The Dublin Bay Biosphere Reserve (based on what was, pre-2015, the North Bull Island reserve) is a biosphere reserve comprising Dublin Bay, North Bull Island and adjacent land, including parts of Dublin, the capital city of Ireland, and the outfalls of multiple rivers. It contains one of the finest sand dune systems on the island of Ireland, and is internationally important in terms of its conservation value. There are high quality examples of several rare and threatened coastal habitats present within its area.

== Ecological characteristics ==
The biosphere reserve is significant from a conservation perspective since it supports well-developed salt marshes and dune systems displaying all stages of development from the earliest phase of colonization to stable and full maturity. The area is also important for nesting and wintering waterfowl.

The major habitats and land cover types are saltmarsh with glasswort (Salicornia dolichostachya and S. europaea), Puccinellia maritima and sea lavender (Limonium humile); sand dune complex with saltwort (Salsola kali), sea rocket (Cakile maritima), sea couchgrass (Agropyron junceiforme) etc.; beaches; lagoonal sand flat; lagoonal mud flats with algae such as Enteromorpha intestinalis, E. compressa and Ulva lactuca.

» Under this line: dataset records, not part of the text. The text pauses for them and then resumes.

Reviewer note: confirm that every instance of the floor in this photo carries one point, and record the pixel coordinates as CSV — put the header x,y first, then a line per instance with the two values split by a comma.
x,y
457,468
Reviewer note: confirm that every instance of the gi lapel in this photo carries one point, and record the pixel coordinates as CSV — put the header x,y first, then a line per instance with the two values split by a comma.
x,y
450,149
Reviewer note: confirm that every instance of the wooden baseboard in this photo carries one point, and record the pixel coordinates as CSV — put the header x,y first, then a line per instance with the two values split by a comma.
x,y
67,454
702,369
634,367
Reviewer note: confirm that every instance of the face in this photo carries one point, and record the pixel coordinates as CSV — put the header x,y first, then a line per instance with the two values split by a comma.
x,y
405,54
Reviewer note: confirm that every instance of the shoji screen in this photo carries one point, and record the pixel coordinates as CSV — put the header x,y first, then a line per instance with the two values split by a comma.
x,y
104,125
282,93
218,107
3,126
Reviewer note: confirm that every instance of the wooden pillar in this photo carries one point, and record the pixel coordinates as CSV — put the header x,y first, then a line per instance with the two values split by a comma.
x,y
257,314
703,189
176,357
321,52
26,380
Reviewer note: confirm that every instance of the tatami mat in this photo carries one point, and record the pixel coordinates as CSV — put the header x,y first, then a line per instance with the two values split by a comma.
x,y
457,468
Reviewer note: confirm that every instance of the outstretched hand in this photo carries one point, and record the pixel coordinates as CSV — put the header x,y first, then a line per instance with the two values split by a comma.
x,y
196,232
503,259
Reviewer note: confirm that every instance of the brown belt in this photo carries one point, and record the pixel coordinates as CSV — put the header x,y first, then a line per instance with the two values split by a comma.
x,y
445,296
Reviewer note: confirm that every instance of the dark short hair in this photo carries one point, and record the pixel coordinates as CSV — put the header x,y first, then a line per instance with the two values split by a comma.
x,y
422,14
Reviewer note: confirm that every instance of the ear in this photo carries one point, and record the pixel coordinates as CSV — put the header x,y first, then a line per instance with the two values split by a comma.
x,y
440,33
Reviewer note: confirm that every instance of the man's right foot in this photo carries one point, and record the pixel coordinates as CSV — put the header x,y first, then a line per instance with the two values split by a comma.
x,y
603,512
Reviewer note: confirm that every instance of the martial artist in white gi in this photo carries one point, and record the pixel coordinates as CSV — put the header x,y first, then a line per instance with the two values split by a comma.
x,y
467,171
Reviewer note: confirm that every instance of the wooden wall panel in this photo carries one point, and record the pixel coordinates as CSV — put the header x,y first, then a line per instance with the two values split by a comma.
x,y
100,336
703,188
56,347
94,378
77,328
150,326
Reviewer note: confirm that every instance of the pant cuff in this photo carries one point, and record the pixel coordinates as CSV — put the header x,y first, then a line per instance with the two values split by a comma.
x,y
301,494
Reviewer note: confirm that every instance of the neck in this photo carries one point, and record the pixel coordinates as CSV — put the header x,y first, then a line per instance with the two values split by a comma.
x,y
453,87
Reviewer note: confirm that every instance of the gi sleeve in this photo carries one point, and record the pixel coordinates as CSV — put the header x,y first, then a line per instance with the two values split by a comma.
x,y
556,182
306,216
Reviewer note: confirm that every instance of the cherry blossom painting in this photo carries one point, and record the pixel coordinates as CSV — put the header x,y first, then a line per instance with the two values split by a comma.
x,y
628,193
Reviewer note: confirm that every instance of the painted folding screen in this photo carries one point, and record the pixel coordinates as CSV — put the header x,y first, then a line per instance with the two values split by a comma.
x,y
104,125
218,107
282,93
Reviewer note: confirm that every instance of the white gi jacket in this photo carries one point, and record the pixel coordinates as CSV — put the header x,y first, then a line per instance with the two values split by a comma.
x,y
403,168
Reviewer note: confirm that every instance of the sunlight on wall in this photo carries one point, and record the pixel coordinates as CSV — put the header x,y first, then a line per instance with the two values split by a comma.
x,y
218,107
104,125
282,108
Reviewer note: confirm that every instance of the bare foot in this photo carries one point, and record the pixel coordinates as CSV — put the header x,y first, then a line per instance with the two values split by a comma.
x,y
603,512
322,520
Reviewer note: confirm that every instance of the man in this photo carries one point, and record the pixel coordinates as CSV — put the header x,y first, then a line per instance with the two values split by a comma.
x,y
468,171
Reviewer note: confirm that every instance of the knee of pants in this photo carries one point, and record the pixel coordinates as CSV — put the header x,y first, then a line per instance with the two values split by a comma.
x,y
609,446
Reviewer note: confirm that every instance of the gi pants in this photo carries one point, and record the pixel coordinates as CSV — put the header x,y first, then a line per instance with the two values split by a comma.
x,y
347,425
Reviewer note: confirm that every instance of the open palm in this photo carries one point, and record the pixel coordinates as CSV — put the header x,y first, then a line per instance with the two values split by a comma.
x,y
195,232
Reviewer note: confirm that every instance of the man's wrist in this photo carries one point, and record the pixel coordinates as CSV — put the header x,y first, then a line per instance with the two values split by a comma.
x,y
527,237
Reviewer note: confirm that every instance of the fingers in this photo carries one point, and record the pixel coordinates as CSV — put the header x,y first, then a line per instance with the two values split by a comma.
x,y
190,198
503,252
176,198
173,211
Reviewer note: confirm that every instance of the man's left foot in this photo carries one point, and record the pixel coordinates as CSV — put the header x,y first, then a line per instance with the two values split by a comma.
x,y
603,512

The biosphere reserve also holds international importance as the numbers of three species exceed the international threshold – light-bellied brent goose (Branta bernicla hrota), black-tailed godwit (Limosa limosa) and bar-tailed godwit (Limosa lapponica). Species such as grey heron (Ardea cinerea), goldeneye (Bucephala), red-breasted merganser (Mergus serrator) and greenshank (Tringa nebularia) are regular in winter in numbers of regional or local importance. The North Bull Island and parts of the buffer zone in north Dublin used to include populations of Irish mountain hare (Lepus timidus hibernicus), a uniquely Irish sub-species of a species of national and international importance, which came under severe pressure from recreational disturbance and illegal poaching.

Dublin Bay Biosphere Reserve also contains three Ramsar sites – Sandymount Strand, North Bull Island and Baldoyle Bay.

== Socio-cultural aspects ==
The beaches and amenities of the reserve serve the population of the capital of Ireland. Dublin city is the most populated area of the country, with the urban area having a population of more than a million people. Dublin Bay is the only biosphere reserve worldwide which includes within its area parts of a national capital. Therefore, its impact on society is higher than for just the immediate resident population.

In addition to its ecological value, Bull Island island has an important educational and recreation function, for school classes, day visitors and more. Two golf courses are situated on Bull Island and there are some boating activities in the adjacent waters.